We could report a difference.
loo_compare(model_1, model_2)
#> elpd_diff se_diff
#> model_2 0.0 0.0
#> model_1 -23.7 11.7
These would have to multiplied by -2 to be on the deviance scale.
Apr. 15, 2021 (Data exploration)
Source: 2021-04-11-data-exploration.Rmd
Let’s read in our cached dataset.
library(tidyverse)
#> ── Attaching packages ─────────────────────────────────────── tidyverse 1.3.1 ──
#> ✓ ggplot2 3.3.5 ✓ purrr 0.3.4
#> ✓ tibble 3.1.6 ✓ dplyr 1.0.8
#> ✓ tidyr 1.2.0 ✓ stringr 1.4.0
#> ✓ readr 2.1.2 ✓ forcats 0.5.1
#> ── Conflicts ────────────────────────────────────────── tidyverse_conflicts() ──
#> x dplyr::filter() masks stats::filter()

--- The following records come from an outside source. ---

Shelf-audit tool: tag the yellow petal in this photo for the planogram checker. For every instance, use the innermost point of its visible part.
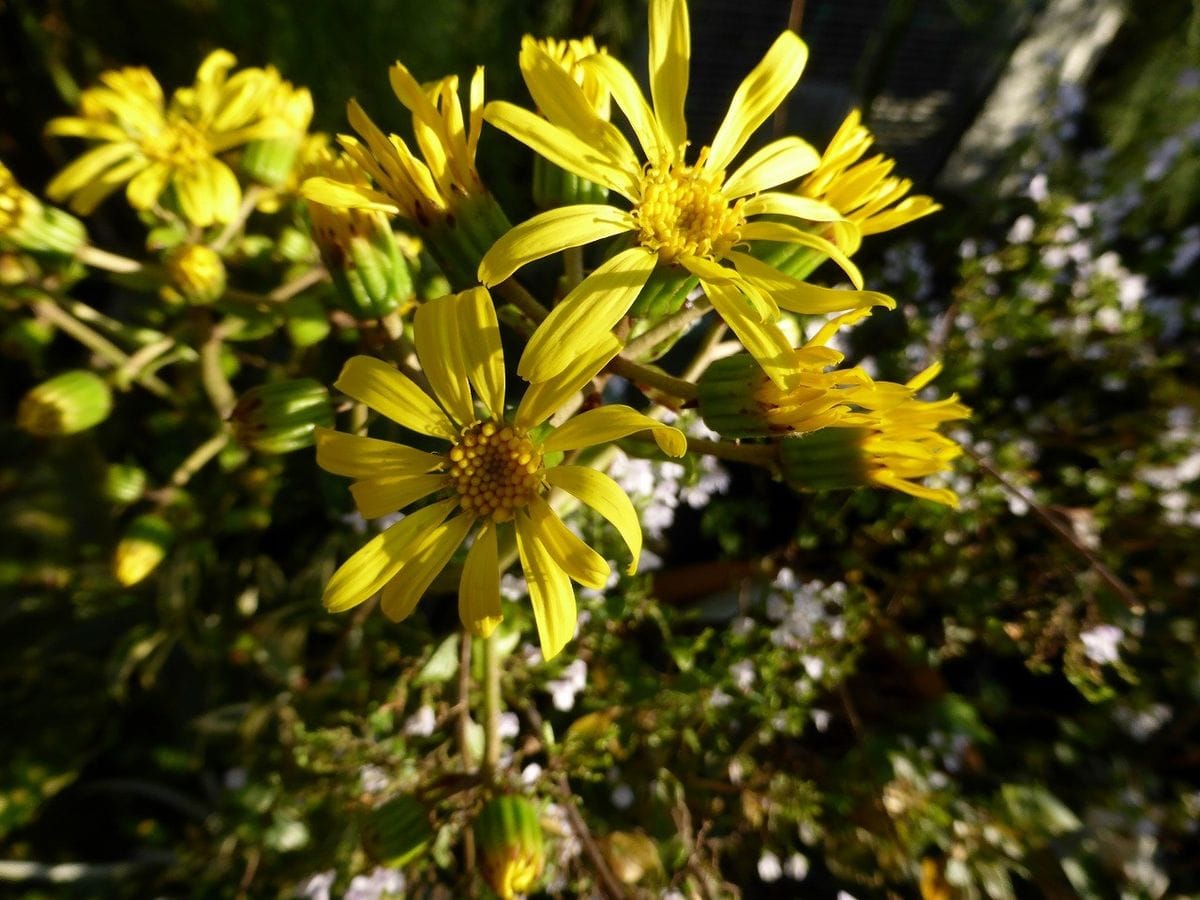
(585, 316)
(381, 558)
(385, 390)
(759, 96)
(369, 457)
(550, 233)
(613, 423)
(437, 336)
(670, 57)
(563, 102)
(562, 148)
(148, 185)
(336, 195)
(629, 97)
(479, 591)
(550, 591)
(430, 557)
(603, 495)
(790, 204)
(765, 340)
(544, 399)
(88, 168)
(790, 234)
(779, 162)
(384, 495)
(798, 295)
(483, 353)
(571, 555)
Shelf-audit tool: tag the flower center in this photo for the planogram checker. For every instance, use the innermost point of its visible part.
(684, 214)
(179, 144)
(495, 468)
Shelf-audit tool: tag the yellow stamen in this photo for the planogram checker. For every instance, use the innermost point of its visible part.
(496, 469)
(684, 214)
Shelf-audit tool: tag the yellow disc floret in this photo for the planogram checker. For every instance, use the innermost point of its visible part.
(683, 211)
(496, 469)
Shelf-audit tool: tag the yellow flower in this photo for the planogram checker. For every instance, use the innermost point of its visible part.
(493, 474)
(864, 191)
(683, 211)
(149, 145)
(899, 436)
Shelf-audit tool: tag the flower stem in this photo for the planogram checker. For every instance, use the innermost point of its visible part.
(491, 708)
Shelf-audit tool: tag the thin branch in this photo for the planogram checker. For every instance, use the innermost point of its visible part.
(1119, 587)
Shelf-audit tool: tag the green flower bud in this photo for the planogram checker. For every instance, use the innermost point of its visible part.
(396, 832)
(65, 405)
(280, 418)
(195, 274)
(142, 547)
(124, 483)
(510, 845)
(27, 223)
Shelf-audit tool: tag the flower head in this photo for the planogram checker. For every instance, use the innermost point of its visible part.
(149, 145)
(685, 209)
(864, 191)
(493, 473)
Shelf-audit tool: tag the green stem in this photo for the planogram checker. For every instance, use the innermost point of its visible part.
(652, 377)
(491, 708)
(101, 346)
(665, 329)
(198, 459)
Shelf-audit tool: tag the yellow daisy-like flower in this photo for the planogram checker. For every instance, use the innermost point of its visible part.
(149, 145)
(683, 211)
(493, 474)
(864, 191)
(899, 438)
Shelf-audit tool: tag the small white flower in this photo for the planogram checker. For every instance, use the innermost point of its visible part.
(1102, 643)
(769, 868)
(421, 723)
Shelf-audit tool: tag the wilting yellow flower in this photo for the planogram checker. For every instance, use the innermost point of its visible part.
(492, 474)
(149, 145)
(442, 193)
(864, 191)
(685, 213)
(888, 439)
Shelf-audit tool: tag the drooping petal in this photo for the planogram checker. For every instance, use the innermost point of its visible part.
(385, 390)
(601, 493)
(430, 557)
(479, 591)
(544, 399)
(571, 555)
(384, 495)
(562, 148)
(438, 339)
(550, 233)
(790, 234)
(798, 295)
(612, 423)
(563, 102)
(779, 162)
(369, 457)
(629, 97)
(790, 204)
(586, 315)
(765, 340)
(759, 96)
(377, 562)
(340, 196)
(550, 591)
(670, 58)
(483, 353)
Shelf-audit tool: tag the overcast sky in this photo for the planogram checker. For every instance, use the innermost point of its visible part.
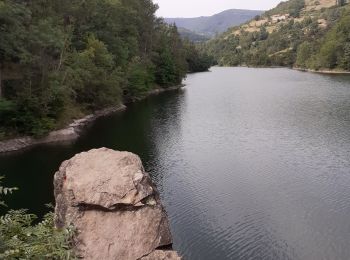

#> x dplyr::lag() masks stats::lag()
<- targets::tar_read(sleep_data)
data #> Warning in file_diff_dbl(chr): NAs introduced by coercion
This is the sleepstudy
dataset (Belenky et al., 2003) from the lme4 package (Bates, Mächler, Bolker, & Walker, 2015). It had repeated measurements of reaction times nested in participants.
head(data)
#> # A tibble: 6 × 3
#> Reaction Days Subject
#> <dbl> <dbl> <dbl>
#> 1 250. 0 308
#> 2 259. 1 308
#> 3 251. 2 308
#> 4 321. 3 308
#> 5 357. 4 308
#> 6 415. 5 308
count(data, Subject)
#> # A tibble: 18 × 2
#> Subject n
#> <dbl> <int>
#> 1 308 10
#> 2 309 10
#> 3 310 10
#> 4 330 10
#> 5 331 10
#> 6 332 10
#> 7 333 10
#> 8 334 10
#> 9 335 10
#> 10 337 10
#> 11 349 10
#> 12 350 10
#> 13 351 10
#> 14 352 10
#> 15 369 10
#> 16 370 10
#> 17 371 10
#> 18 372 10
count(data, Days)
#> # A tibble: 10 × 2
#> Days n
#> <dbl> <int>
#> 1 0 18
#> 2 1 18
#> 3 2 18
#> 4 3 18
#> 5 4 18
#> 6 5 18
#> 7 6 18
#> 8 7 18
#> 9 8 18
#> 10 9 18
We can plot all the participants’ data.
ggplot(data) +
aes(x = Days, y = Reaction) +
geom_line(aes(group = Subject)) +
stat_smooth(se = FALSE, method = "lm", size = 2, formula = y ~ x)
Apr. 14, 2021 (About the notestar demo)
Source: 2021-04-10-about-demo.Rmd
This note is a small demo. It should illustrate using targets to fit a model and using notestar to write up some data notes and modeling notes. It should use feature an example of using pandoc citations.